Open The Fraud Triangle

Fraud surveys suggest roughly 80 percent of all frauds during last 80 years were discovered by accident. In early days the primary objective of Internal Audit was to discover fraud but the objective changed gradually while above sort of misinterpreted statistics made way for a widespread complacency in this regard.

Fraud universe is all frauds that exist during a given point in time. This fraud universe is basically composed of three categories of fraud. Category 1 includes fraud which has been or is being prosecuted and its details are available in public domain. Category 2 includes all fraud which has been discovered but not prosecuted. And Category 3 includes fraud which has not been discovered. Now, the question is what proportion of fraud is in each category?

The fraud trend researchers, who examined the fraud universe and came up with the 80 /20 statistics, had not categorized the frauds as above. But obviously, if there are three categories to fraud, and no one can argue with that, then we have a situation similar to dead fish in a lake. The dead fish float to the top while live healthy fish continue swimming deep down inside the water surface.

Let's talk about fraud discovered but not prosecuted. The question here is why does anyone ever discover fraud but not prosecute? One reason mentioned quite often is to avoid the embarrassment, the trouble and the legal costs, etc. But it is something much more meaningful which deters prosecution. In many instances victims find themselves in situations where they are certain that fraud has occurred, but the evidence is not sufficient to assure conviction in a court of law. The clever fraud perpetrators leave little evidence of their crimes.

Fraud detection usually begins with the discovery of innocuous bits of evidence which only gives hints or red flag to suggest fraud has occurred. It is the reactive auditor's job to search for the necessary additional evidence which will enable prosecution. Contrary to general impressions fraud is rarely found substantially documented and evidenced by the auditors.

Fraud only becomes fraud when a court of law determines that a defendant is guilty of fraud. Up until then he or she is presumed innocent. Accordingly, all cases in this category are to be kept confidential. Thus, the fraud trend researchers, who have determined the 80/20 percentages, might not have an opportunity to examine the frauds in Category 2.
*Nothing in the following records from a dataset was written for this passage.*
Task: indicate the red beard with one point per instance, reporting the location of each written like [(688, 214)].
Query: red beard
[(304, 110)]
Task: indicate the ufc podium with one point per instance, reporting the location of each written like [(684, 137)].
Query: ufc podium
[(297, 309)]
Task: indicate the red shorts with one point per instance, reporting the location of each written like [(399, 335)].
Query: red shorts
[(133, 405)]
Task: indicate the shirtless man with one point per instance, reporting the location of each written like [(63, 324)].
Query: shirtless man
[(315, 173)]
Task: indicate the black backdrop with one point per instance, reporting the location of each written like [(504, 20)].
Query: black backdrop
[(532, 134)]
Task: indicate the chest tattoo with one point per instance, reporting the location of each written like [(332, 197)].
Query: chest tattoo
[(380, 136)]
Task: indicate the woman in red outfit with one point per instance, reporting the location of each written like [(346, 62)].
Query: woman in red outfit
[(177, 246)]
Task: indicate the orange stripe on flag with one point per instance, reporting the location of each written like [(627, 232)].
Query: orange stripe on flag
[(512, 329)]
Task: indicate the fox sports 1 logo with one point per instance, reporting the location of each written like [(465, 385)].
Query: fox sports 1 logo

Category 3 is obvious. Anyone perpetrating a fraud is not likely to tell you about it. Researchers cannot examine those cases to categorize them in any way. And they could never be included in the 80/20 percentages. One of the secrets to getting fraud from Category 3 to Category 2, and from Category 2 to Category 1, are trained people who know how to find and accumulate evidence. Most auditors don't know how to accumulate evidence. But key to increase the trend towards the upper categories is training in fraud detection and discovery and in accumulating the evidence one needs to convince a judge or jury.

What percentage of fraud do you think is in Category 2? Is it 10 percent, 20 percent, 50 percent or 75 percent? How much percentage for the fraud in Category 1? 50 percent of the universe? Now, many would agree to believe that it is around 10-20 %. In other words, around 80-90 percent of the perpetrators are smart enough not to leave evidence around. They plan their crime, they don't leave evidence around, and they don't get foolishly detected.

How does Internal Audit detect fraud then? Internal Auditors need proactive fraud auditing. Detecting fraud is much like fishing. When fishing, a fisherman must first decide what type of fish he or she wishes to catch. Each different type of fish requires different search methods, bait or recognition criteria. What works for one type of fish, or fraud, is not likely to work for another type. What works for saltwater fish will not work for freshwater fish. What works to catch trout will not work when fishing for bass.

Just as in fishing, there are different types of fraud, each of which requires a different detection method. Just to mention a few, there is duplicate payment fraud, multiple payment fraud, defective delivery fraud, defective pricing fraud, contract rigging fraud, shell fraud, defective shipment fraud and unbalanced bidding fraud.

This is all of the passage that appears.